Zresztą co mi tu wyskakujesz z "agresją znikąd", nie wiesz skąd się bierze gniew, mistrza
Yody nie słyszałeś? ;)


Czyżby to oznaczało, że wyjący Wikingowie z toporami byli w istocie po prostu bardzo przerażeni?

Dnia 09.04.2013 o 01:08, zadymek napisał:

Ujmę to tak: jak ktoś ma pragmatyczne podejście to siedzi
cicho, bo wie, że to nie jego sprawa kto z kim i w jakim układzie.


Nie chcę ci przypisywać poglądów, których nie żywisz, ale wydaje mi się, że twoja opinia wynika z tego, że postrzegasz ludzi w kategoriach indywidualistycznych.
Istnieje natomiast cała masa ludzi, którzy czują się bardziej częścią całości niż osobną jednostką i dla nich interes społeczny jest niemalże tożsamy z ich interesem indywidualnym. Jeżeli zaś taki człowiek dojdzie do wniosku, że homoseksualizm jest szkodliwy społecznie... cóż, sam chyba dopowiesz sobie resztę.

Dnia 09.04.2013 o 01:08, zadymek napisał:

Już samo "przeciwko" jest taaakie neutralne...;)


A co neutralność ma tu do rzeczy?

Dnia 09.04.2013 o 01:08, zadymek napisał:

Samo określenie "za" i "przeciw" w odniesieniu do orientacji seksualnej brzmi jak dla
mnie jakoś tak niepoważnie.
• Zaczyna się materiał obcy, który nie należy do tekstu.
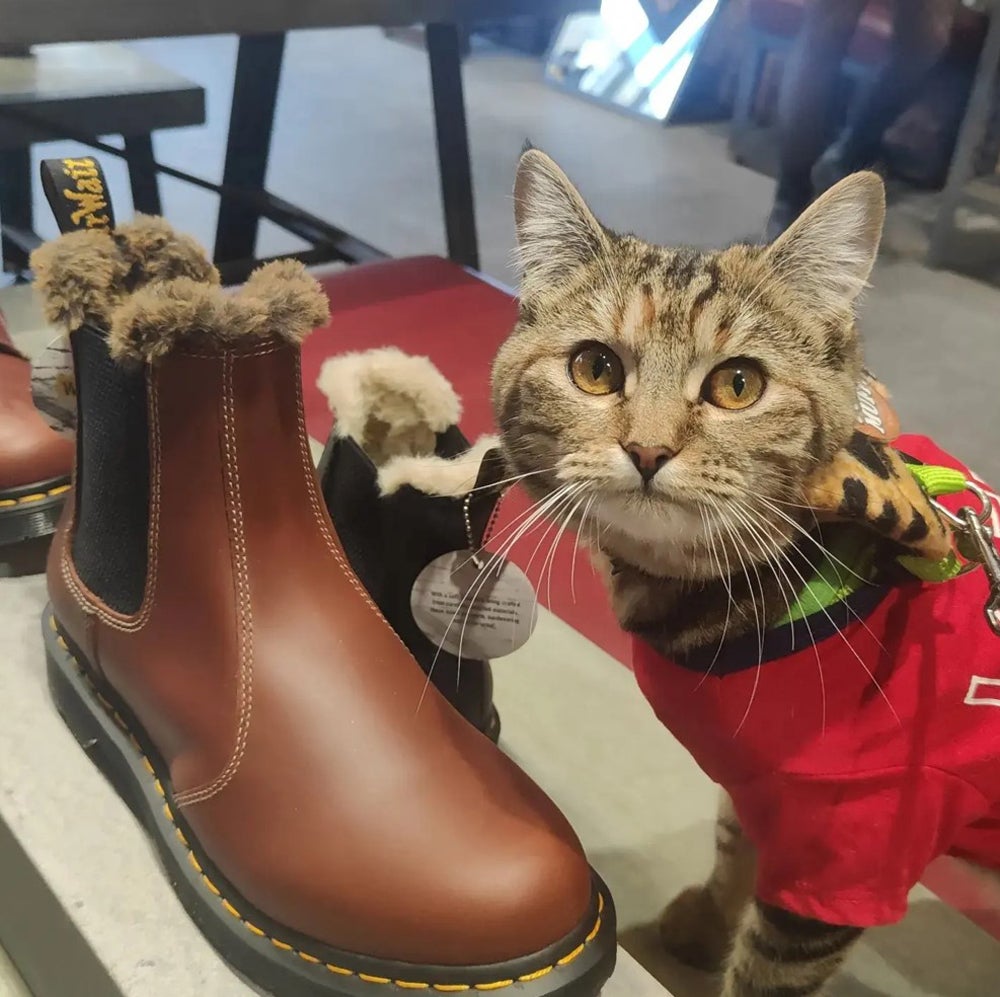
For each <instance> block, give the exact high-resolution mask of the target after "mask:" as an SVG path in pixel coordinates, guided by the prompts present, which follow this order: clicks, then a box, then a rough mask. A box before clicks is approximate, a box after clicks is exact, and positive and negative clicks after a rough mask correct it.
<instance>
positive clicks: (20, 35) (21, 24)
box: [0, 0, 597, 46]
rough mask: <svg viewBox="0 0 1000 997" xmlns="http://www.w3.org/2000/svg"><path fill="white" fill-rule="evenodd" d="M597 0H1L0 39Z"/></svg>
mask: <svg viewBox="0 0 1000 997" xmlns="http://www.w3.org/2000/svg"><path fill="white" fill-rule="evenodd" d="M595 6H597V4H596V2H595V0H89V2H87V3H83V2H81V0H0V45H11V46H16V45H37V44H41V43H44V42H71V41H104V40H111V39H122V38H169V37H177V36H183V35H209V34H241V35H250V34H266V33H270V32H279V31H291V30H293V29H296V28H335V27H352V26H354V27H356V26H359V25H383V26H386V27H390V26H399V25H407V24H416V23H426V22H469V21H473V20H489V19H502V18H505V17H514V16H518V15H522V14H535V15H542V16H552V17H558V16H561V15H563V14H568V13H571V12H572V11H574V10H585V9H590V8H594V7H595Z"/></svg>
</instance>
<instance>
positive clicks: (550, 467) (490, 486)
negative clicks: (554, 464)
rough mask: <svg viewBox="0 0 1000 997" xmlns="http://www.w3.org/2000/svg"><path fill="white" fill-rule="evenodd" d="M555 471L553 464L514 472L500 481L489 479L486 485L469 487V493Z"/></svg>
mask: <svg viewBox="0 0 1000 997" xmlns="http://www.w3.org/2000/svg"><path fill="white" fill-rule="evenodd" d="M554 471H555V466H552V467H543V468H540V469H539V470H537V471H525V472H524V473H523V474H515V475H513V476H512V477H510V478H503V479H501V480H500V481H491V482H490V483H489V484H488V485H479V486H478V487H477V488H470V489H469V494H470V495H471V494H474V493H475V492H482V491H489V490H490V489H491V488H501V487H503V486H504V485H508V486H513V485H516V484H517V483H518V482H519V481H524V479H525V478H532V477H535V476H536V475H539V474H552V473H553V472H554Z"/></svg>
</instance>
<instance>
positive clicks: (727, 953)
mask: <svg viewBox="0 0 1000 997" xmlns="http://www.w3.org/2000/svg"><path fill="white" fill-rule="evenodd" d="M756 866H757V861H756V855H755V853H754V848H753V845H751V844H750V842H749V840H748V839H747V838H746V837H745V836H744V834H743V830H742V828H741V827H740V823H739V821H738V820H737V818H736V814H735V812H734V811H733V805H732V802H731V801H730V799H729V797H728V796H727V795H726V794H725V793H723V794H722V798H721V800H720V801H719V813H718V816H717V818H716V821H715V865H714V867H713V868H712V874H711V875H710V876H709V878H708V880H707V881H706V882H705V884H704V885H703V886H692V887H690V888H688V889H686V890H685V891H684V892H683V893H681V894H679V895H678V896H677V897H675V898H674V900H673V901H672V902H671V903H670V904H669V905H668V906H667V909H666V910H665V911H664V912H663V917H662V918H661V920H660V936H661V938H662V939H663V944H664V947H665V948H666V949H667V951H668V952H670V954H671V955H673V956H675V957H676V958H677V959H680V961H681V962H683V963H686V964H687V965H689V966H694V967H696V968H698V969H707V970H717V969H721V968H722V966H723V964H724V963H725V960H726V956H727V955H728V954H729V950H730V947H731V946H732V942H733V938H734V936H735V935H736V930H737V928H738V926H739V924H740V920H741V918H742V916H743V912H744V910H745V909H746V906H747V904H748V903H749V902H750V899H751V897H752V896H753V888H754V878H755V875H756Z"/></svg>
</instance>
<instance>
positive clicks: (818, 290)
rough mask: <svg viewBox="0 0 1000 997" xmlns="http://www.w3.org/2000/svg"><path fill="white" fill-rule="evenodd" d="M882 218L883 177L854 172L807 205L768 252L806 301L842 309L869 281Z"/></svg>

Plasuje się to gdzieś między protestami przeciw plamom na
słońcu a protestami przeciwko fastfoodom.


To oczywiście pewien skrót myślowy. W rzeczywistości chodzi zazwyczaj o propagowanie homoseksualnego trybu życia, a nie o to, co ktoś sobie robi w domowym zaciszu.
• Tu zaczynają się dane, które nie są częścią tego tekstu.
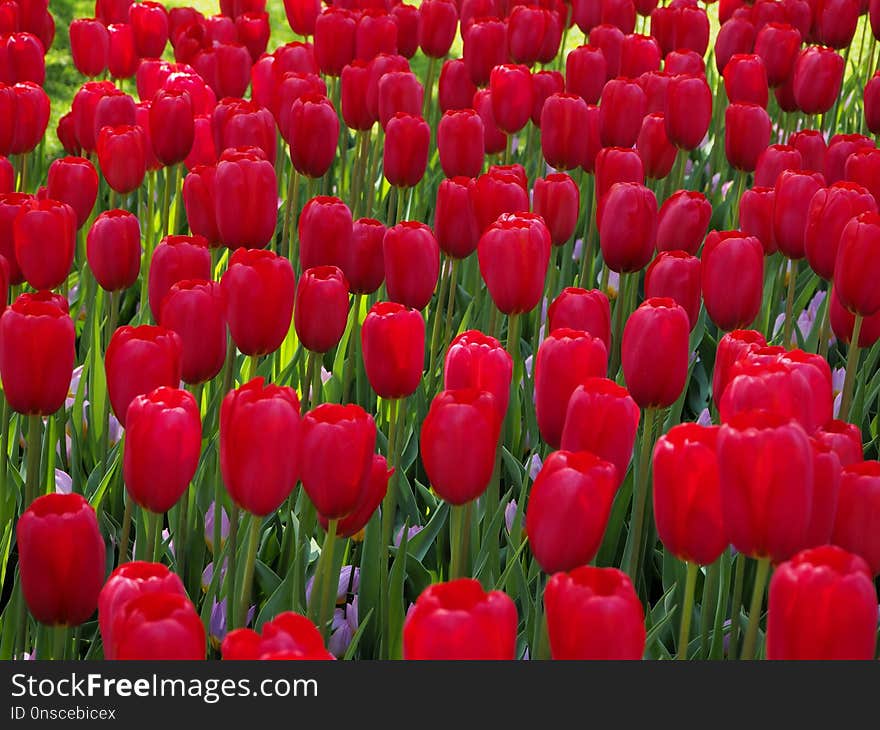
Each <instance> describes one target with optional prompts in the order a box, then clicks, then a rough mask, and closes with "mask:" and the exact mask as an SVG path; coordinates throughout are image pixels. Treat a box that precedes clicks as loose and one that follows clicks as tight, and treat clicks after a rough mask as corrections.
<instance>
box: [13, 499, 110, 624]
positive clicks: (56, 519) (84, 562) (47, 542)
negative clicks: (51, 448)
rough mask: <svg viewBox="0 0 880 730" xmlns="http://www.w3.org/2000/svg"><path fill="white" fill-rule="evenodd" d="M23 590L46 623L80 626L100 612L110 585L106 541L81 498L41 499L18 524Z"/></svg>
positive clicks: (96, 521) (28, 510) (35, 503)
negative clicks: (102, 590) (105, 571)
mask: <svg viewBox="0 0 880 730" xmlns="http://www.w3.org/2000/svg"><path fill="white" fill-rule="evenodd" d="M16 541H17V543H18V562H19V570H20V572H21V590H22V593H23V594H24V600H25V602H26V603H27V607H28V610H29V611H30V612H31V614H32V615H33V617H34V618H35V619H37V621H39V622H40V623H43V624H48V625H50V626H79V625H80V624H82V623H85V621H87V620H88V618H89V617H90V616H91V615H92V614H93V613H94V612H95V609H96V608H97V606H98V594H99V593H100V591H101V584H102V583H103V582H104V565H105V564H106V558H105V549H104V539H103V538H102V537H101V532H100V530H99V529H98V518H97V517H96V516H95V510H94V509H92V507H91V505H89V503H88V502H87V501H86V500H85V499H84V498H83V497H82V496H81V495H79V494H46V495H43V496H42V497H37V499H35V500H34V501H33V503H32V504H31V505H30V506H29V507H28V508H27V510H26V511H25V512H24V513H23V514H22V516H21V517H20V518H19V520H18V523H17V525H16Z"/></svg>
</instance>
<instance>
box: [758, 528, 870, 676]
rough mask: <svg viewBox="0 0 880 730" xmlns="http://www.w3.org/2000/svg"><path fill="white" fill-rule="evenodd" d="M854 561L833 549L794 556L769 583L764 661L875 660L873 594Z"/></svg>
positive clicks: (861, 570)
mask: <svg viewBox="0 0 880 730" xmlns="http://www.w3.org/2000/svg"><path fill="white" fill-rule="evenodd" d="M871 579H872V575H871V571H870V568H869V567H868V565H867V564H866V563H865V561H864V560H862V558H860V557H859V556H858V555H853V554H851V553H848V552H846V551H845V550H842V549H841V548H839V547H835V546H832V545H824V546H822V547H817V548H815V549H812V550H804V551H803V552H801V553H798V554H797V555H795V556H794V558H792V559H791V560H790V561H788V562H785V563H783V564H782V565H780V566H778V567H777V568H776V570H775V571H774V573H773V578H772V579H771V581H770V595H769V604H768V606H769V611H768V614H767V658H768V659H788V660H792V659H807V660H817V659H850V660H852V659H863V660H864V659H873V658H874V646H875V639H876V636H875V634H876V628H877V627H876V623H877V592H876V590H875V589H874V585H873V582H872V580H871Z"/></svg>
Dnia 09.04.2013 o 01:08, zadymek napisał:

BTW Osobiście ubolewam nad tym, że taki potworek jak tolerancja jest normą.


Łaj?

Udostępnij ten post


Link to postu
Udostępnij na innych stronach
Dnia 09.04.2013 o 01:19, Zajanski napisał:

Czyżby to oznaczało, że wyjący Wikingowie z toporami byli w istocie po prostu bardzo
przerażeni?

1. Nie twierdzę kategorycznie, że gniew rodzi się tylko ze strachu: gdy sąsiad wyleje ci szambo na trawnik bądź ty sam się walniesz w paluch to też możesz się zdenerwować. Chodzi o irracjonalny gniew: nie wobec działań szkodliwych tylko rzeczy obcych, nieznanych. Tak jest w przypadku homofobów: ci ludzie w większości nawet homosia nie spotkali ale już są przeciw.
2. Skądś musi brać się gniew, tak sam z siebie nie powstaje vide sprawa palucha.
3. Wikingowie mogli być narąbani;)
4. Sporo mitów powstało nt wikingów np o braku higieny, nie wierz we wszystkie
5. A właściwie co ma wycie do gniewu?

Dnia 09.04.2013 o 01:19, Zajanski napisał:

Jeżeli zaś taki człowiek dojdzie do wniosku, że homoseksualizm jest szkodliwy społecznie...
cóż, sam chyba dopowiesz sobie resztę.

Ale mówiliśmy o pragmatycznym podejściu: ciekaw jestem jaki oni -pragmatycy, nawet społecznicy- mają powód by wyrażać "brak zgody na homoseksualizm"...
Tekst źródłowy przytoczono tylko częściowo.